What would two first round picks (Nos. 20, 28) and a high second round pick (No. 31) get you? A top ten pick in this year’s draft?

What would two first round picks (Nos. 20, 28), a second round pick (No. 31), and what figures to be a fully unprotected Raptors first round pick in 2015 get you? The No. 2 overall pick from a Minnesota Timberwolves team actively looking to trade it?

The possibilities with that grouping of picks would have, in this fictional reality, been endless.

If Riley’s aversion to the draft was ever present, think of the potential trade possibilities. By way of example, rumor would have you believe that the Phoenix Suns were shopping Marcin Gortat and their No. 13 pick for the No. 2 pick. Imagine if the Heat had acquired that No. 2 pick, and then pulled the trigger on this trade (involving, perhaps, Haslem, the unguaranteed contract of Pittman, and any one of the minimum contractors who picks up his second year option to make the math work).

How would Gortat look in a Heat uniform? He’s huge, he’s athletic, he’s among the best pick-and-roll operators around, he’s got a soft touch around the rim, he’s got good range, he’s a solid post defender, and he’s a beast on the boards. Is there a more perfect fit for this Miami Heat team, outside of Dwight Howard, in the whole of the NBA? Can you imagine how dominant such a Big Four would be?

With the Heat second team backcourt flush with youthful talent, how would frontcourt options such as SF Kawhi Leonard, PF Markieff Morris, or C Nikola Vucevic look with that No. 13 pick?

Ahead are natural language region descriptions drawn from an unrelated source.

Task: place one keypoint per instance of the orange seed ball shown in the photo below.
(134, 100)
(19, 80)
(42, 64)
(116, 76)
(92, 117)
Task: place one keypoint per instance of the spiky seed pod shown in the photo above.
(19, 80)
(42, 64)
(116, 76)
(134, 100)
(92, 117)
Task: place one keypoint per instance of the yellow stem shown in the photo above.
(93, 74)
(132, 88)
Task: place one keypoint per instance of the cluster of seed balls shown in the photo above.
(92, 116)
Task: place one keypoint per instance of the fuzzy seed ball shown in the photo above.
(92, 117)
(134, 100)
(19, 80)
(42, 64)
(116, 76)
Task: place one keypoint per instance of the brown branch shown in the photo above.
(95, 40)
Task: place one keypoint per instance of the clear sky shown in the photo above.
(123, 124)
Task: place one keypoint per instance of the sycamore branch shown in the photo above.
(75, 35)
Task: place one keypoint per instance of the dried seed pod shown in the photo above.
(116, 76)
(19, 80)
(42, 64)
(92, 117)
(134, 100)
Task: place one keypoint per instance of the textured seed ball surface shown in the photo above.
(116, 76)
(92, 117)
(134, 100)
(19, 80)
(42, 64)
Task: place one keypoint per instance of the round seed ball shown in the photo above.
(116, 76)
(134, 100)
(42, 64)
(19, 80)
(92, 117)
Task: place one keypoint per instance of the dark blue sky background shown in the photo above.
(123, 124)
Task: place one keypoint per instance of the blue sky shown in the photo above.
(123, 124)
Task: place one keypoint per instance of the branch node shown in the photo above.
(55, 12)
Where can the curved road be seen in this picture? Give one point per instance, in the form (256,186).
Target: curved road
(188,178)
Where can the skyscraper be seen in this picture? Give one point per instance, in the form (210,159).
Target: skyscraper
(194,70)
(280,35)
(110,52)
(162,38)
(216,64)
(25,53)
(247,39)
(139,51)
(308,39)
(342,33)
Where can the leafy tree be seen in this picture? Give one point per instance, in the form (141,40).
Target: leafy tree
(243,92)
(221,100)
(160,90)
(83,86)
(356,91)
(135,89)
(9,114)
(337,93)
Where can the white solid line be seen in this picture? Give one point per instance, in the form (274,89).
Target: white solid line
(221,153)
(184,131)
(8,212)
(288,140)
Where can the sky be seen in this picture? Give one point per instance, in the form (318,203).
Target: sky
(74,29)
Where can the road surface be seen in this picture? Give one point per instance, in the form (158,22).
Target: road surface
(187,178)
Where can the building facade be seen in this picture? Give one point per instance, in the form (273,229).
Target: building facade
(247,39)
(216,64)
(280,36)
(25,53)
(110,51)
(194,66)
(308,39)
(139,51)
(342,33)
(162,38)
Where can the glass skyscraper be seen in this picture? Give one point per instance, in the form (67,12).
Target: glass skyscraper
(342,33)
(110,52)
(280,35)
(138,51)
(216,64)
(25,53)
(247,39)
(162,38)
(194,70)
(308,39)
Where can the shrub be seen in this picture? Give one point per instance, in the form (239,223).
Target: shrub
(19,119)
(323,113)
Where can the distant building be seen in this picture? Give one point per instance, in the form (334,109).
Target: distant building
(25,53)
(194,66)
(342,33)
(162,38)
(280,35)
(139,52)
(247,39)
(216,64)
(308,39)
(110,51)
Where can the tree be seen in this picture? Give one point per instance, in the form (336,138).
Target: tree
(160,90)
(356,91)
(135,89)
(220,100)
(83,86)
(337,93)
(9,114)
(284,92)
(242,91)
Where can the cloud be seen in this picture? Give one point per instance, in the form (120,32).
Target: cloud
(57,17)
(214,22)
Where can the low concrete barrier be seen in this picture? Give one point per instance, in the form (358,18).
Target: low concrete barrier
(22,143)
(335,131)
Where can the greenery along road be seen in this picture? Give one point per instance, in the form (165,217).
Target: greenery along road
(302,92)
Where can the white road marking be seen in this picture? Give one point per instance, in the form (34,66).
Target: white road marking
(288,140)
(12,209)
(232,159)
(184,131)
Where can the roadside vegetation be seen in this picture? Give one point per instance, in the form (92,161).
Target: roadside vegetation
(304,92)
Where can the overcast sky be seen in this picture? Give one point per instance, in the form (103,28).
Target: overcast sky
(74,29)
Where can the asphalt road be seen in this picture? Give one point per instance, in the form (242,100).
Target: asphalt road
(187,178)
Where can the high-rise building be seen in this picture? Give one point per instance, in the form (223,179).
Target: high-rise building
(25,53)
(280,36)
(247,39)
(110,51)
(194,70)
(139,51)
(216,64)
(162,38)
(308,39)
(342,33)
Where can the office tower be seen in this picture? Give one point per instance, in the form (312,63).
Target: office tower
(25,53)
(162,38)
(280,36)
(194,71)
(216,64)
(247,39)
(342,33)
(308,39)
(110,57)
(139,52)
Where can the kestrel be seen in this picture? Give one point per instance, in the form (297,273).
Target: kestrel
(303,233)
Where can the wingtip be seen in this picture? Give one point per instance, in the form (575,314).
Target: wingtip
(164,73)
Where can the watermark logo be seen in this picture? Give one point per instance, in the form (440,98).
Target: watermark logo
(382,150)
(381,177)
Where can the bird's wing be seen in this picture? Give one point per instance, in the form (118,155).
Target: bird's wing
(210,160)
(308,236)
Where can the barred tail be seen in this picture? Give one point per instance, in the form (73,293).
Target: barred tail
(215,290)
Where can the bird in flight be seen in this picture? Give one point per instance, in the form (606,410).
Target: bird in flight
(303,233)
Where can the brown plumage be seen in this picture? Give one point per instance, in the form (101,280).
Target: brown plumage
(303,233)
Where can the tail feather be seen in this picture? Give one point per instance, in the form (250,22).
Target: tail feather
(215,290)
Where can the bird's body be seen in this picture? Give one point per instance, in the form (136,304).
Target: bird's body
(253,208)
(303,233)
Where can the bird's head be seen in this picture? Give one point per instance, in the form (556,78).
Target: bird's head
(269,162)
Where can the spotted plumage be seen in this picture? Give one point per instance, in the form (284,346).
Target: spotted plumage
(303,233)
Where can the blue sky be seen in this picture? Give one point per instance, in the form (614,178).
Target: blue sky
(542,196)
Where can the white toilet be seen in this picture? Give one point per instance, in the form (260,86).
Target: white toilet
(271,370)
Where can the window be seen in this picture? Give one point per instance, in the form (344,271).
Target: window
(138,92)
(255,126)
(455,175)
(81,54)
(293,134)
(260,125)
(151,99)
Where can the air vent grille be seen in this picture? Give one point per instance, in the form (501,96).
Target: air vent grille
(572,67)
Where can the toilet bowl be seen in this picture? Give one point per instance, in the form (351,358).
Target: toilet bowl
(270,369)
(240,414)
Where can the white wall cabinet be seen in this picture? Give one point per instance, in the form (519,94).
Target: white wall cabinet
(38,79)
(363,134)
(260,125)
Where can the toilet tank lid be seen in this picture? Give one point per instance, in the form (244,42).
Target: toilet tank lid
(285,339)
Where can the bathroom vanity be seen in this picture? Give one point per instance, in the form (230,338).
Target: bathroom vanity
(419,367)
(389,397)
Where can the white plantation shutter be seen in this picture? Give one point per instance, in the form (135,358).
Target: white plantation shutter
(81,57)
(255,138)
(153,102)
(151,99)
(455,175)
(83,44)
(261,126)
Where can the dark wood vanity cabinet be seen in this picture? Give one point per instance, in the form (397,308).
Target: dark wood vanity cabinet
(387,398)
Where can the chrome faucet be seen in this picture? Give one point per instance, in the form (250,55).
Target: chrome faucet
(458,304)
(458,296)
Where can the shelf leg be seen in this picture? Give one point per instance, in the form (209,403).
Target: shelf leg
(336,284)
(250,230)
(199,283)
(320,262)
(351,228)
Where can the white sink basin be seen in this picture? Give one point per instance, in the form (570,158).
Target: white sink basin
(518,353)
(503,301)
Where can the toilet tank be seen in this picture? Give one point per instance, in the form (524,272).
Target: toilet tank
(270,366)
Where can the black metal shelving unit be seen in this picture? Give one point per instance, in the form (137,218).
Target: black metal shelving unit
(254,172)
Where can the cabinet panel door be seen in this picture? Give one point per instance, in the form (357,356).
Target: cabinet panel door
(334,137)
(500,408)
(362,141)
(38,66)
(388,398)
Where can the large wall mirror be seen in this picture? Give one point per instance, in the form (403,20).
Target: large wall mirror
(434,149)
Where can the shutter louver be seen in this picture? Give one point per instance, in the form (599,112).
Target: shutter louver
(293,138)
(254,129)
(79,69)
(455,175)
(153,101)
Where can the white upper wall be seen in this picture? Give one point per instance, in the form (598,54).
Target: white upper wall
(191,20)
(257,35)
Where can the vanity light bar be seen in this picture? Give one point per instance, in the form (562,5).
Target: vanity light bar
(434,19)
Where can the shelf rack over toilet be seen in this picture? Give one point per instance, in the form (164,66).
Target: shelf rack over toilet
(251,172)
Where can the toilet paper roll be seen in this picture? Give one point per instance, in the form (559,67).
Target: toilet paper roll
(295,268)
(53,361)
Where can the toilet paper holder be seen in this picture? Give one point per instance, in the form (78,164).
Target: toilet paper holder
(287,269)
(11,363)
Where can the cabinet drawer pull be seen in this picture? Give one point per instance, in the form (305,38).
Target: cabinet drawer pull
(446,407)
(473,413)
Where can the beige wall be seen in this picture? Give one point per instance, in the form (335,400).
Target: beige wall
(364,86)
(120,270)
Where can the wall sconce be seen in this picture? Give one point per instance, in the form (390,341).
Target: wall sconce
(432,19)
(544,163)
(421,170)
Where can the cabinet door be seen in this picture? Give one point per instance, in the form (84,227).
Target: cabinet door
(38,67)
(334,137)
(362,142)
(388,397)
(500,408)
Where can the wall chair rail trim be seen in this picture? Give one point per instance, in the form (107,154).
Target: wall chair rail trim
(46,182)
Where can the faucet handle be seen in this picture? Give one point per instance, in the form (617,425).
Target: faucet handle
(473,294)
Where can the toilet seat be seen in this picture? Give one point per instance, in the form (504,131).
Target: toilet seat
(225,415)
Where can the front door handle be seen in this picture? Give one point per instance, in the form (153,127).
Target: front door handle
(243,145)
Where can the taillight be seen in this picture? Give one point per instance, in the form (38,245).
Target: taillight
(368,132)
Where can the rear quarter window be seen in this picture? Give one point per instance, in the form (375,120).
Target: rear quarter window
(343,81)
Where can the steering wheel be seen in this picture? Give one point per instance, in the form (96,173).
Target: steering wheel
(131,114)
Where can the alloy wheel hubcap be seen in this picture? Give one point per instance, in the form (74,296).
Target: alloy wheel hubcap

How would it feel to have secured both Gortat and one of the above selections, and still have four first round and seven second round picks to play with over the next five years?

It’s not as if an entirely unrealistic scenario is being painted here. Many of us were questioning each one of these little decisions made by Riley and his crew as they were happening. Of course, they are now important only for those among us who choose to live in the past.

The lesson, however, remains the same: Ignore the NBA draft at your own peril.